レンチの角度を10度回してはタオルで汗を拭き10分休憩、10度回してはタオルで汗を拭き10分休憩を繰り返し、青函トンネル開通の大工事は少しずつ進められ、遂にタップは青森津軽の地を踏んだのであった。

👆もはや「わあい」とかでなく、「なめんじゃねえぞ……」みたいなむしろちょっとキレている感じの喜び方である

最後はリングをサクっと入れて完了……

👆あれ……?あれ……?

……のはずだったが、しかし溝を掘るの段階で適切な道具を使わなかったせいもあり、最後の簡単なリングを入れる工程さえも芋づる式に非常に面倒になってしまったのである。途中から奥に入らない。溝が甘かったらしい。やり直そうとしたもののもはや逆回しもできず取り出すに取り出せないという状況になり真っ青に(実はリングと言っているが、もっと正確にいうと構造はバネのようになっているため、一方の方向にはしっかり回るのだが、逆回しをするとバネがほどけるような塩梅となって力がしっかりかからないのである)。

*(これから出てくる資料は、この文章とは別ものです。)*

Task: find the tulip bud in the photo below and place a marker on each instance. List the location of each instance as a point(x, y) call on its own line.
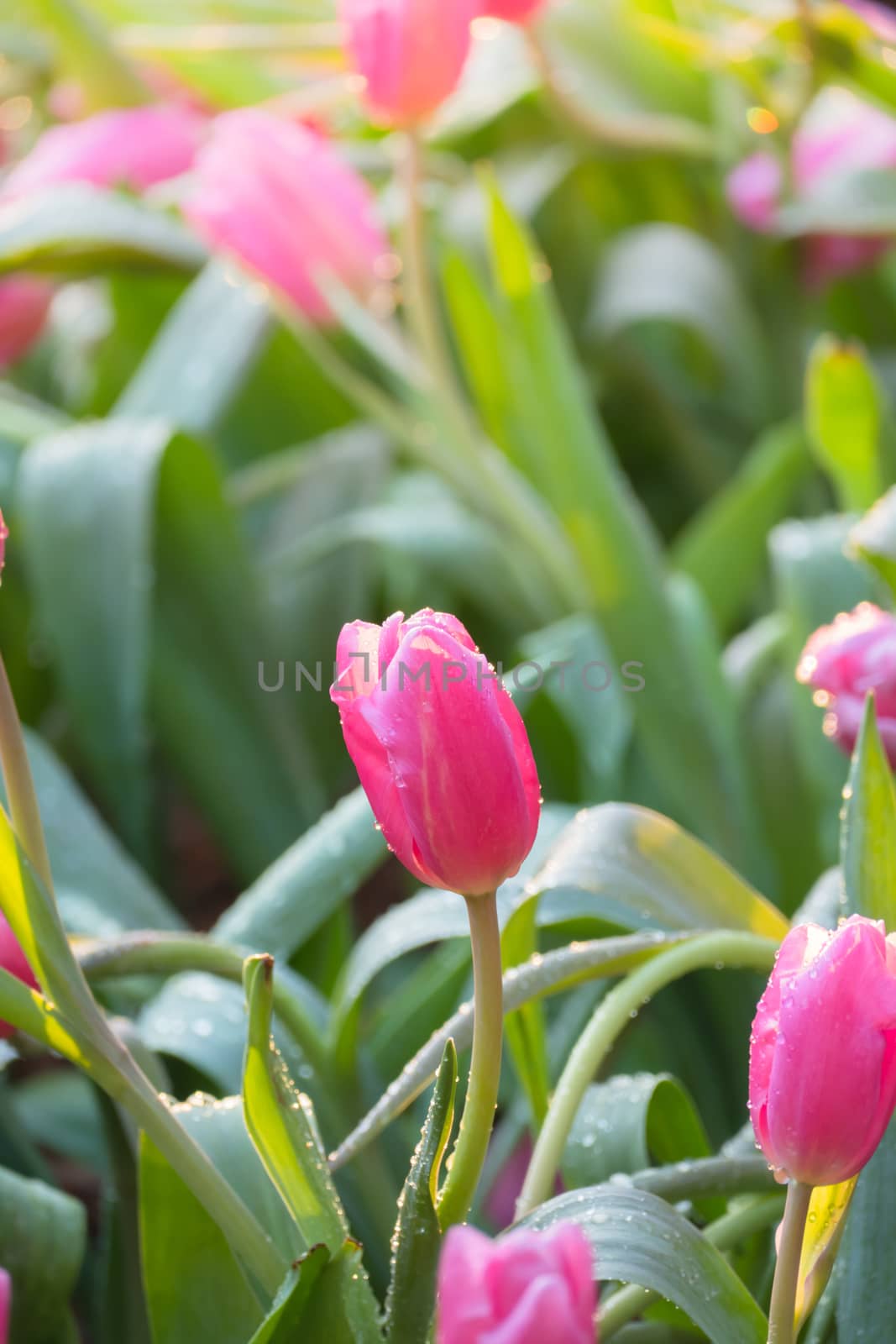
point(13, 958)
point(439, 749)
point(513, 11)
point(6, 1305)
point(822, 1052)
point(280, 198)
point(844, 662)
point(24, 302)
point(840, 136)
point(129, 147)
point(411, 53)
point(524, 1288)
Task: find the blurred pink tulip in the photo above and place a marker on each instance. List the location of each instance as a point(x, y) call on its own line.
point(844, 662)
point(878, 17)
point(24, 302)
point(411, 53)
point(128, 147)
point(527, 1288)
point(515, 11)
point(280, 199)
point(840, 138)
point(439, 749)
point(13, 958)
point(6, 1305)
point(822, 1052)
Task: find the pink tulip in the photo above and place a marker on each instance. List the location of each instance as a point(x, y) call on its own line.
point(6, 1305)
point(24, 302)
point(411, 53)
point(840, 138)
point(129, 147)
point(439, 749)
point(13, 958)
point(878, 17)
point(846, 660)
point(822, 1052)
point(278, 198)
point(515, 11)
point(527, 1288)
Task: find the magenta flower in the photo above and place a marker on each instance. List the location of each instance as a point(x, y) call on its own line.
point(280, 198)
point(13, 958)
point(411, 53)
point(128, 147)
point(527, 1288)
point(439, 749)
point(878, 17)
point(844, 662)
point(6, 1305)
point(822, 1052)
point(24, 302)
point(840, 138)
point(515, 11)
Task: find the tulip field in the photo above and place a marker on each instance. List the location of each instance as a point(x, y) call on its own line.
point(448, 671)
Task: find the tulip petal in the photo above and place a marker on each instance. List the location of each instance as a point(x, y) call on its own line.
point(453, 761)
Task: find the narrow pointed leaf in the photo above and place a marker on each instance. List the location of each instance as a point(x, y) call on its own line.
point(409, 1307)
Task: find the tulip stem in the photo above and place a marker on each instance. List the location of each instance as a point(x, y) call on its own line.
point(421, 297)
point(485, 1066)
point(783, 1292)
point(610, 1019)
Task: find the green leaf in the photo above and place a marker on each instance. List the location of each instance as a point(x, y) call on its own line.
point(194, 1284)
point(43, 1238)
point(308, 884)
point(631, 1122)
point(557, 440)
point(288, 1310)
point(544, 974)
point(868, 839)
point(143, 510)
point(725, 548)
point(281, 1122)
point(78, 228)
point(85, 53)
point(417, 1242)
point(636, 869)
point(842, 421)
point(637, 1238)
point(873, 538)
point(100, 889)
point(668, 273)
point(815, 581)
point(866, 1273)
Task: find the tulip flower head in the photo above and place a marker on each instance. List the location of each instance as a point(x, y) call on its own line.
point(24, 302)
point(840, 138)
point(822, 1052)
point(439, 749)
point(527, 1288)
point(13, 958)
point(513, 11)
point(6, 1305)
point(128, 147)
point(844, 662)
point(278, 197)
point(410, 53)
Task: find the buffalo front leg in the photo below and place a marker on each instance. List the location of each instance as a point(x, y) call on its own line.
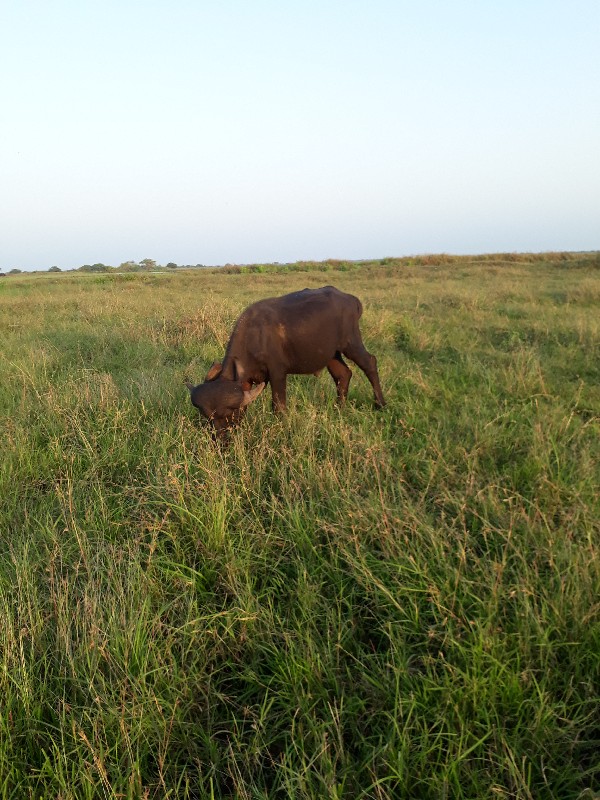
point(278, 391)
point(358, 353)
point(341, 374)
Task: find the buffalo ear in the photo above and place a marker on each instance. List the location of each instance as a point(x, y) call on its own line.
point(252, 394)
point(214, 371)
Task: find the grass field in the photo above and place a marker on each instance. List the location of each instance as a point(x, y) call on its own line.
point(354, 604)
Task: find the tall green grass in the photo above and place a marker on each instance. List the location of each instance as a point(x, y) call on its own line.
point(341, 604)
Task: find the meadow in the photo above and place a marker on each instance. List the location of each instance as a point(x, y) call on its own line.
point(342, 603)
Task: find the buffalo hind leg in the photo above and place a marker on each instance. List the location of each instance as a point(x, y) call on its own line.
point(341, 374)
point(358, 353)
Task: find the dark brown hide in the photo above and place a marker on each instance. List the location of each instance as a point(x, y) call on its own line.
point(299, 334)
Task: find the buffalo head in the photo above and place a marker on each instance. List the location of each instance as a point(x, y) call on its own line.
point(223, 402)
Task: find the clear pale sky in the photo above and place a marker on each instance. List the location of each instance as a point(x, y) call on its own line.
point(254, 130)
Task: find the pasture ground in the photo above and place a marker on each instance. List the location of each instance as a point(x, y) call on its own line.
point(354, 604)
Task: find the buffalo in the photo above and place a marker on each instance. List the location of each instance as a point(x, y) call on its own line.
point(297, 334)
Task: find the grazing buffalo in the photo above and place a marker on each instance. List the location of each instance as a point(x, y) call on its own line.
point(299, 334)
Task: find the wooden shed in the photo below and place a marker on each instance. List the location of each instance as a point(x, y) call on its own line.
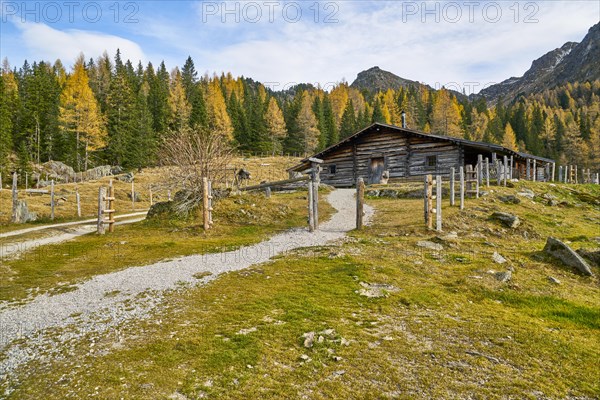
point(382, 150)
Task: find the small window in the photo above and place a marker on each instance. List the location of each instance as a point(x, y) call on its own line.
point(431, 161)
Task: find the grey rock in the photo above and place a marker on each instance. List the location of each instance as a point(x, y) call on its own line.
point(128, 177)
point(498, 258)
point(563, 252)
point(509, 220)
point(22, 213)
point(388, 193)
point(509, 199)
point(592, 256)
point(136, 197)
point(554, 280)
point(526, 193)
point(503, 276)
point(309, 339)
point(430, 245)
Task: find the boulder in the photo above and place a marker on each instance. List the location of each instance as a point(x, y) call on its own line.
point(23, 215)
point(136, 197)
point(526, 193)
point(498, 258)
point(509, 199)
point(430, 245)
point(128, 177)
point(509, 220)
point(563, 252)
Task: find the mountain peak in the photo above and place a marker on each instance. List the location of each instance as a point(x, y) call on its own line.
point(376, 79)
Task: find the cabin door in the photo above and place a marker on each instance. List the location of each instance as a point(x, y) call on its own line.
point(376, 170)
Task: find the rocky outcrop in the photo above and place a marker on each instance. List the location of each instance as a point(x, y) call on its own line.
point(563, 252)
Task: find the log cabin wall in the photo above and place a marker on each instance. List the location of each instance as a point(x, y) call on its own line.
point(404, 156)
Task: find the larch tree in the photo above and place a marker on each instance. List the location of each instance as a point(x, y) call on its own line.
point(509, 141)
point(218, 119)
point(80, 116)
point(275, 125)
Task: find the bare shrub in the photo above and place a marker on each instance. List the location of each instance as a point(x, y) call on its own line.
point(191, 154)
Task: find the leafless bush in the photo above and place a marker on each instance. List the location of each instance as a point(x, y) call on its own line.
point(191, 154)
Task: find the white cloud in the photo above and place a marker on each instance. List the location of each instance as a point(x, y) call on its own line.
point(46, 43)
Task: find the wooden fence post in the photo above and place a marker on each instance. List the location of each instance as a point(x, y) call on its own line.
point(360, 200)
point(429, 202)
point(311, 205)
point(133, 195)
point(78, 200)
point(111, 206)
point(52, 200)
point(100, 225)
point(487, 172)
point(15, 198)
point(452, 186)
point(438, 203)
point(505, 169)
point(205, 205)
point(462, 187)
point(210, 209)
point(479, 169)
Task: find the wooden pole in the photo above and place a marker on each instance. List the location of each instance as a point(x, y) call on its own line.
point(429, 202)
point(78, 199)
point(487, 172)
point(15, 198)
point(452, 186)
point(52, 200)
point(132, 195)
point(479, 169)
point(210, 203)
point(111, 207)
point(462, 187)
point(205, 205)
point(505, 169)
point(438, 203)
point(100, 226)
point(360, 200)
point(311, 204)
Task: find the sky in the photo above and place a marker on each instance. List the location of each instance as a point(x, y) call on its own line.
point(457, 44)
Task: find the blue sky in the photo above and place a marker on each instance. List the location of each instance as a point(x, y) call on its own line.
point(458, 44)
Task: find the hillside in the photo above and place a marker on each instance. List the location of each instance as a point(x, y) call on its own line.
point(374, 315)
point(573, 62)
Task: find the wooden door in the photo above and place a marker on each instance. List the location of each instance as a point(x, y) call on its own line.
point(376, 168)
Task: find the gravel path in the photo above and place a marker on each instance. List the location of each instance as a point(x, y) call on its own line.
point(64, 224)
point(14, 249)
point(98, 305)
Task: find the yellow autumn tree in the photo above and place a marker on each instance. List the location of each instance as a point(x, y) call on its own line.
point(218, 119)
point(446, 118)
point(510, 140)
point(180, 109)
point(80, 115)
point(307, 124)
point(275, 125)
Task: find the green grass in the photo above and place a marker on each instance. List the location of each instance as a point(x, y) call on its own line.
point(44, 268)
point(450, 330)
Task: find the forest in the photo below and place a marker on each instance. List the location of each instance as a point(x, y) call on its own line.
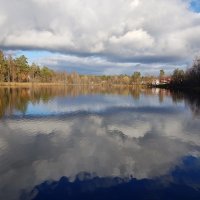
point(18, 70)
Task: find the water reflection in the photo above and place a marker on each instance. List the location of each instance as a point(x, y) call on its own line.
point(149, 142)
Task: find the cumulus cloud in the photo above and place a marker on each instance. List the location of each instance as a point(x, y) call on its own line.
point(127, 31)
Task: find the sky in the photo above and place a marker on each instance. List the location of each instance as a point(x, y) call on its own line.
point(102, 36)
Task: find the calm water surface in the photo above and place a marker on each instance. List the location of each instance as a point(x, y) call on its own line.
point(99, 143)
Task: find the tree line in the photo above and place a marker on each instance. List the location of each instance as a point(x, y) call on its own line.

👆なんとかペンチやプライヤーを駆使してほじくり出すことができて、九死に一生を得た様子
👆しぎぃっ、ぬひっ!かぁあっ!ひぎぃぃいいいやぁぁあああ――いっ!!!

何時間も溝を掘ってリングを入れるの繰り返しである。もはや私の右手はスーパーの重いレジ袋を何時間も持っていた時のように、レンチを握った形のまま固まり伸ばせなくなっていた。

——いまやめたら今日おまえの大好きなファミコンできないぞ。

一念岩をも通す。

一念リコイルのリングをも通す。

素人仕事の試行錯誤の果ての果て、最後は「穴も溝もいびつだしもう絶対無理だ、5万のハンコン丸ごと買い替えだ!」と思ってあきらめかけた時に、なんでかよくわからないけどリングがうまく入った、という形で決着したのである。

👆最後はなんか偶然うまく収まったような一抹のフロック感が残っていた。もう二度と同じことはできない気がするし、心底やりたくもないので、以降ハンコンを設置する時は毎回こわごわネジを回している
👆若い雌ネジを拡大した無修正のサービスショット


■まとめ――最新リコイル技術がもたらす未来とは

私のようにハンコン専用のスタンドを使わずに遊んでいる向きは、頻繁にクランプを付けたり外したりするため、ネジが完全バカになってしまうことがあるかもしれない。その時はぜひ私の方法を参考にしてほしい。

結局重要となったのは道具の選定と言えるだろう。リコイルを日常に行っていない者にとってはいかにも元が取れなそうな色々な道具が必要となってくるのである。購入という試練か、保留という試練か。

ともかく、年を取ってくると身体の各関節部の痛みの治りが悪くなるのである。すなわち最新リコイル技術がもたらしてくれる未来とは、正味1ヶ月におよぶ、右人差し指が「なんとなく突き指で、ポキって鳴らせた時軽く嬉しい。」という日々である。